Their operating costs inevitably exceed their revenues. As a result “174 North American oil and gas producers have filed for bankruptcy protection, restructuring nearly $100 billion in debt, largely through write-offs,” since 2015. One analyst, as reported by Bethany McLean in her recent bookSaudi America, has remarked that, “The real catalyst for the shale revolution was …the 2008 financial crisis and the era of unprecedented low interest rates it ushered in.”
In Colorado the largest driller, Anadarko, has amassed, according SEC filings, over $19 billion in debt. The new urban fracker, Extraction Oil and Gas, after only a few years of operation, has managed to amass over $1.5 billion in debt. Overall, the frackers in the United States are at least $220 billion in debt.

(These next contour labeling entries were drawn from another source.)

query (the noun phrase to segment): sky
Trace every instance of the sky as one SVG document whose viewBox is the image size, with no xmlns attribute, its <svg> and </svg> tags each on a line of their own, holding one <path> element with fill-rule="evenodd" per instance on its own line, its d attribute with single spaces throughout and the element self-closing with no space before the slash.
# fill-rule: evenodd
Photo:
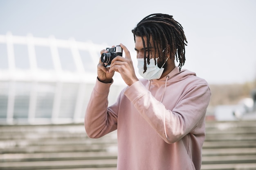
<svg viewBox="0 0 256 170">
<path fill-rule="evenodd" d="M 184 68 L 210 84 L 244 83 L 256 79 L 256 8 L 253 0 L 0 0 L 0 35 L 121 43 L 135 60 L 131 30 L 167 13 L 188 41 Z"/>
</svg>

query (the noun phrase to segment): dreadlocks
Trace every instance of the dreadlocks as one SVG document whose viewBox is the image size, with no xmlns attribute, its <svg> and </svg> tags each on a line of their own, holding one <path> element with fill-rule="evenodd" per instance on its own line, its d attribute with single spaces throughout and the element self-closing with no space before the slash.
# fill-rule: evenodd
<svg viewBox="0 0 256 170">
<path fill-rule="evenodd" d="M 170 46 L 170 57 L 175 54 L 177 62 L 179 59 L 178 66 L 180 71 L 182 67 L 185 63 L 185 46 L 186 46 L 187 41 L 183 27 L 173 19 L 172 15 L 161 13 L 150 15 L 141 20 L 132 32 L 133 33 L 135 41 L 136 36 L 141 37 L 144 48 L 146 48 L 146 43 L 148 49 L 150 49 L 148 47 L 151 48 L 153 46 L 156 52 L 155 63 L 156 63 L 156 52 L 159 57 L 162 56 L 162 54 L 165 56 L 166 51 L 164 52 L 163 50 Z M 146 38 L 146 42 L 144 37 Z M 150 43 L 150 38 L 152 39 L 153 44 Z M 150 54 L 150 52 L 148 52 L 147 56 L 146 56 L 146 51 L 144 51 L 144 72 L 147 70 L 146 59 L 149 63 Z"/>
</svg>

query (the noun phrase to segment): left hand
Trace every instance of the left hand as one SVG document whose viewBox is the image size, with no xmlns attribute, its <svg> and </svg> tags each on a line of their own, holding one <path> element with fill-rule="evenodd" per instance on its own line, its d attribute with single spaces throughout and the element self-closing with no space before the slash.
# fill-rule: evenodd
<svg viewBox="0 0 256 170">
<path fill-rule="evenodd" d="M 126 83 L 130 86 L 134 83 L 139 81 L 134 71 L 132 61 L 131 58 L 130 52 L 122 44 L 120 46 L 123 48 L 125 54 L 125 57 L 117 56 L 111 61 L 109 73 L 113 72 L 118 72 Z"/>
</svg>

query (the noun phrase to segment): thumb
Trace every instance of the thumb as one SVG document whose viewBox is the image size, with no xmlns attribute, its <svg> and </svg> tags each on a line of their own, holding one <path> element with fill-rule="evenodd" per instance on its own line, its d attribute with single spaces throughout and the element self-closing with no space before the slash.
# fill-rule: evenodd
<svg viewBox="0 0 256 170">
<path fill-rule="evenodd" d="M 126 47 L 124 45 L 122 44 L 120 44 L 120 46 L 121 46 L 122 48 L 123 48 L 123 50 L 125 54 L 125 57 L 126 58 L 130 59 L 131 59 L 131 55 L 130 54 L 130 51 L 128 50 Z"/>
</svg>

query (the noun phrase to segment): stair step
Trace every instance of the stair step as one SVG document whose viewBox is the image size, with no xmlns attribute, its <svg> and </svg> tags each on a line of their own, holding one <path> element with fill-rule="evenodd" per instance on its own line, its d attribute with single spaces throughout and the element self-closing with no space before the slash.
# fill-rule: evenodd
<svg viewBox="0 0 256 170">
<path fill-rule="evenodd" d="M 256 163 L 202 164 L 201 170 L 255 170 Z"/>
<path fill-rule="evenodd" d="M 117 167 L 117 163 L 116 159 L 2 162 L 0 164 L 0 169 L 1 170 L 19 170 L 20 169 L 36 170 L 43 169 L 114 168 Z"/>
</svg>

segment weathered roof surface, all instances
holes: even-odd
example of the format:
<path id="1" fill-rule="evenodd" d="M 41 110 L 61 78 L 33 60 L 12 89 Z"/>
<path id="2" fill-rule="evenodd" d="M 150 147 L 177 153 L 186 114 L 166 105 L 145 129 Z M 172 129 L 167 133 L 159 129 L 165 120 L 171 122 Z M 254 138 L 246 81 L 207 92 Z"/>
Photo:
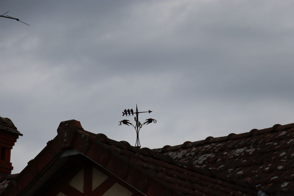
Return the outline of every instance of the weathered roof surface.
<path id="1" fill-rule="evenodd" d="M 0 117 L 0 130 L 2 130 L 15 135 L 21 135 L 22 134 L 17 130 L 12 121 L 8 118 Z"/>
<path id="2" fill-rule="evenodd" d="M 12 180 L 15 178 L 18 174 L 7 174 L 7 175 L 2 175 L 0 176 L 0 193 L 1 193 L 8 185 L 8 183 Z"/>
<path id="3" fill-rule="evenodd" d="M 85 131 L 78 121 L 62 122 L 57 132 L 58 135 L 9 183 L 5 195 L 22 192 L 64 150 L 71 149 L 147 195 L 257 195 L 258 189 L 252 185 L 237 184 L 209 170 Z"/>
<path id="4" fill-rule="evenodd" d="M 153 150 L 273 196 L 294 195 L 294 123 Z"/>

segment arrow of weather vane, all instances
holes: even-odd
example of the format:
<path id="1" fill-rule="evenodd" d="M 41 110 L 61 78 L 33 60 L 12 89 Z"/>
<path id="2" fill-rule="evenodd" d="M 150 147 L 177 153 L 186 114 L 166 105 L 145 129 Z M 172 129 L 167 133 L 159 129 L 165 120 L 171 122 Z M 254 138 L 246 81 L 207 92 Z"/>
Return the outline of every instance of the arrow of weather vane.
<path id="1" fill-rule="evenodd" d="M 145 113 L 146 112 L 148 112 L 149 114 L 152 112 L 152 111 L 150 110 L 148 110 L 148 112 L 138 111 L 138 107 L 137 106 L 137 104 L 136 104 L 136 112 L 134 112 L 134 110 L 133 110 L 133 109 L 131 109 L 131 110 L 130 109 L 128 109 L 128 110 L 125 109 L 123 112 L 123 116 L 125 115 L 126 117 L 128 116 L 128 116 L 131 116 L 131 114 L 132 114 L 132 116 L 133 116 L 134 114 L 136 115 L 136 116 L 134 118 L 135 122 L 136 123 L 136 125 L 134 126 L 132 123 L 131 123 L 129 122 L 130 121 L 129 120 L 123 120 L 119 121 L 119 124 L 118 124 L 118 125 L 121 125 L 121 123 L 122 123 L 123 124 L 126 125 L 128 126 L 129 126 L 130 125 L 135 128 L 135 130 L 136 130 L 136 133 L 137 133 L 137 140 L 136 140 L 136 144 L 135 144 L 135 146 L 136 147 L 138 147 L 139 148 L 141 147 L 140 141 L 139 140 L 139 132 L 140 131 L 140 130 L 142 128 L 142 126 L 144 125 L 147 125 L 152 122 L 154 123 L 156 123 L 156 120 L 155 119 L 153 119 L 153 118 L 148 118 L 145 120 L 146 121 L 144 122 L 144 123 L 143 124 L 141 124 L 140 121 L 139 121 L 139 114 L 140 113 Z"/>

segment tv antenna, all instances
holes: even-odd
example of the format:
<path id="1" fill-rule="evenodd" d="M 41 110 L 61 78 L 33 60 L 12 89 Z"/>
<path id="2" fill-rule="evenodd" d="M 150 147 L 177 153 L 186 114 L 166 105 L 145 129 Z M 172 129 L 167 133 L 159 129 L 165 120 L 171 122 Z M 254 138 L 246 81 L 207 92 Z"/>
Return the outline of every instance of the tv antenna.
<path id="1" fill-rule="evenodd" d="M 1 15 L 1 16 L 0 16 L 0 17 L 3 17 L 3 18 L 7 18 L 7 19 L 13 19 L 14 20 L 16 20 L 16 21 L 19 21 L 21 22 L 22 22 L 22 23 L 24 23 L 24 24 L 26 24 L 27 25 L 29 25 L 29 26 L 30 26 L 30 25 L 29 24 L 27 24 L 26 23 L 24 23 L 23 22 L 22 22 L 20 20 L 19 20 L 19 19 L 17 19 L 16 18 L 13 18 L 12 17 L 11 17 L 11 16 L 8 16 L 8 15 L 7 15 L 7 14 L 7 14 L 7 13 L 8 13 L 9 12 L 9 11 L 8 11 L 6 13 L 5 13 L 5 14 L 4 14 Z M 4 16 L 4 15 L 5 15 L 5 16 Z"/>
<path id="2" fill-rule="evenodd" d="M 139 121 L 139 113 L 145 113 L 146 112 L 148 112 L 149 114 L 150 112 L 152 112 L 152 111 L 148 110 L 148 112 L 139 112 L 138 111 L 138 107 L 137 106 L 137 104 L 136 104 L 136 112 L 134 112 L 134 111 L 133 109 L 131 109 L 131 110 L 130 109 L 128 109 L 127 110 L 126 109 L 123 112 L 123 116 L 125 115 L 126 117 L 128 116 L 128 114 L 129 116 L 131 116 L 131 114 L 132 114 L 132 116 L 134 115 L 134 114 L 136 115 L 136 116 L 134 118 L 136 123 L 136 125 L 134 126 L 132 123 L 128 122 L 130 121 L 128 120 L 123 120 L 118 122 L 119 123 L 118 124 L 118 125 L 121 125 L 121 123 L 122 123 L 123 124 L 126 125 L 128 126 L 130 126 L 129 125 L 131 125 L 135 128 L 135 130 L 136 130 L 136 133 L 137 133 L 137 139 L 136 140 L 136 143 L 135 145 L 135 146 L 136 147 L 138 148 L 141 147 L 140 141 L 139 140 L 139 132 L 140 131 L 140 129 L 142 128 L 142 126 L 144 125 L 147 125 L 152 122 L 156 123 L 156 120 L 155 119 L 153 119 L 153 118 L 148 118 L 146 120 L 146 122 L 145 122 L 143 124 L 141 123 L 140 121 Z"/>

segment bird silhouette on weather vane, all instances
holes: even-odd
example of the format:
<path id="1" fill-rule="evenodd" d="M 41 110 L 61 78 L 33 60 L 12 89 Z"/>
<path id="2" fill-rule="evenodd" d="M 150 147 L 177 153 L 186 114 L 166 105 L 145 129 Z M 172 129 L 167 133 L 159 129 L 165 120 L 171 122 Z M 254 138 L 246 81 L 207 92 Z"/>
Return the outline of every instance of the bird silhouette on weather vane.
<path id="1" fill-rule="evenodd" d="M 134 110 L 132 109 L 131 110 L 130 109 L 128 109 L 128 110 L 125 109 L 123 110 L 123 116 L 125 115 L 126 117 L 130 116 L 131 116 L 131 114 L 133 116 L 134 115 L 134 114 L 136 115 L 136 116 L 134 118 L 135 123 L 136 123 L 135 125 L 134 126 L 132 123 L 130 123 L 129 122 L 130 120 L 121 120 L 118 122 L 119 123 L 118 125 L 121 125 L 121 123 L 122 123 L 124 125 L 126 125 L 128 126 L 129 126 L 130 125 L 131 125 L 135 128 L 135 130 L 136 130 L 136 133 L 137 133 L 137 139 L 136 140 L 136 143 L 135 144 L 135 146 L 136 147 L 139 148 L 141 147 L 141 144 L 140 144 L 140 141 L 139 139 L 139 132 L 140 131 L 141 128 L 142 128 L 142 126 L 144 125 L 147 125 L 152 122 L 154 123 L 156 123 L 156 120 L 155 119 L 153 118 L 148 118 L 145 120 L 146 122 L 144 123 L 143 124 L 141 124 L 140 121 L 139 121 L 139 114 L 140 113 L 145 113 L 146 112 L 148 112 L 149 114 L 152 112 L 152 111 L 150 110 L 148 110 L 148 112 L 138 111 L 138 107 L 137 106 L 137 104 L 136 104 L 136 112 L 134 112 Z"/>

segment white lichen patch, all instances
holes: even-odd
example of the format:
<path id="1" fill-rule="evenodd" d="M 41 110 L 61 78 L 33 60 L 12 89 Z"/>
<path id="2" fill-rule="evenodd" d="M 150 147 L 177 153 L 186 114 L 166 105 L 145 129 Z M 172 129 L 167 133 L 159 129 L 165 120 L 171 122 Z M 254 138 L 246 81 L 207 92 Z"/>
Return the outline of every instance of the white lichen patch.
<path id="1" fill-rule="evenodd" d="M 237 172 L 237 174 L 240 174 L 242 173 L 243 173 L 243 170 L 242 171 L 240 171 L 240 172 Z"/>
<path id="2" fill-rule="evenodd" d="M 281 185 L 281 187 L 285 187 L 286 186 L 288 185 L 288 184 L 289 183 L 289 182 L 285 182 L 284 183 L 283 183 L 283 184 L 282 184 Z"/>
<path id="3" fill-rule="evenodd" d="M 273 143 L 273 142 L 268 142 L 268 143 L 265 144 L 265 145 L 268 145 L 269 144 L 271 144 Z"/>
<path id="4" fill-rule="evenodd" d="M 280 154 L 280 156 L 283 156 L 283 155 L 285 155 L 285 154 L 286 154 L 286 152 L 283 152 L 283 153 L 282 153 Z"/>
<path id="5" fill-rule="evenodd" d="M 254 151 L 254 150 L 255 149 L 253 148 L 251 148 L 250 149 L 246 149 L 245 151 L 247 153 L 249 152 L 249 154 L 251 155 L 252 154 L 252 152 Z"/>
<path id="6" fill-rule="evenodd" d="M 291 140 L 289 140 L 288 142 L 287 142 L 287 144 L 290 144 L 290 143 L 293 142 L 294 140 L 294 139 L 291 139 Z"/>
<path id="7" fill-rule="evenodd" d="M 202 164 L 203 163 L 203 162 L 206 160 L 208 157 L 211 156 L 212 155 L 212 153 L 206 154 L 198 157 L 193 162 L 193 165 L 195 165 L 197 164 Z"/>
<path id="8" fill-rule="evenodd" d="M 278 166 L 278 167 L 277 167 L 277 168 L 278 169 L 278 170 L 280 170 L 282 169 L 283 169 L 283 165 L 280 165 L 280 166 Z"/>

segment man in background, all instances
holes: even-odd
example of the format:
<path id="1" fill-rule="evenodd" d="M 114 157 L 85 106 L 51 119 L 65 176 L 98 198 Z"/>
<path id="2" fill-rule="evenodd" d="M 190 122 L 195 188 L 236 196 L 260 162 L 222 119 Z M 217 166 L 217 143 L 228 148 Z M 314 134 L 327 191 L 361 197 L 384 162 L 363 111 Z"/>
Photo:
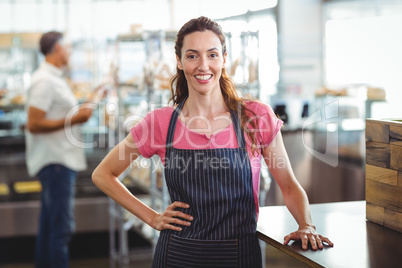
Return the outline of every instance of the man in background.
<path id="1" fill-rule="evenodd" d="M 48 32 L 40 39 L 45 61 L 34 72 L 26 110 L 26 161 L 30 176 L 42 184 L 35 265 L 69 266 L 68 242 L 75 229 L 74 194 L 77 172 L 86 169 L 83 148 L 71 140 L 80 136 L 79 125 L 92 109 L 78 102 L 63 77 L 69 60 L 63 34 Z"/>

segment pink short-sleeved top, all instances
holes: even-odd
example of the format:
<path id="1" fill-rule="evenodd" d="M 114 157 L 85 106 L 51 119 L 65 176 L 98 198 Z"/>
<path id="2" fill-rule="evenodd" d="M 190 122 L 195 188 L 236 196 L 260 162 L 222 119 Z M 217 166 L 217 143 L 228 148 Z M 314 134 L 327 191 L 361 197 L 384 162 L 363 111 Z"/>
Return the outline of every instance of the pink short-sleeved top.
<path id="1" fill-rule="evenodd" d="M 256 132 L 258 133 L 256 135 L 258 142 L 257 146 L 260 146 L 260 148 L 267 147 L 275 139 L 283 125 L 283 122 L 275 116 L 269 105 L 257 101 L 247 101 L 246 106 L 256 114 Z M 134 142 L 143 157 L 150 158 L 156 154 L 159 155 L 164 164 L 166 137 L 173 110 L 173 106 L 155 109 L 148 113 L 144 119 L 131 129 Z M 258 217 L 258 196 L 262 155 L 261 153 L 258 155 L 251 154 L 251 143 L 247 138 L 246 133 L 244 133 L 244 136 L 250 157 L 254 201 Z M 233 123 L 225 129 L 213 133 L 208 137 L 205 134 L 197 133 L 188 129 L 184 123 L 178 119 L 176 122 L 173 147 L 177 149 L 238 148 L 238 143 Z"/>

SUMMARY: It is our judgment that there is no grace period for the oil and gas industry or the Polis administration to adjust to the new law. SB 19-181 changed the way the industry is regulated, and those changes became law on the day the governor signed the bill. If government changes the speed limit from 60 mph to 25 mph, on a section of road because of health and safety concerns, drivers do not get a grace period to adjust. The same should be true of the oil industry. This will cause delays in approving permits, but the delays are necessary to satisfy the law and protect the people. For too long the industry has had the run of the state. A significant law was passed to make citizen health, safety, and welfare, and the protection of the environment and wildlife a condition for continued oil and gas development in this state. As a result new life was breathed into our state constitution’s Bill of Rights which posits:
All persons have certain natural, essential and inalienable rights, among which may be reckoned the right of enjoying and defending their lives and liberties; of acquiring, possessing and protecting property; and of seeking and obtaining their safety and happiness. Art II, Sec 3, Colorado Constitution.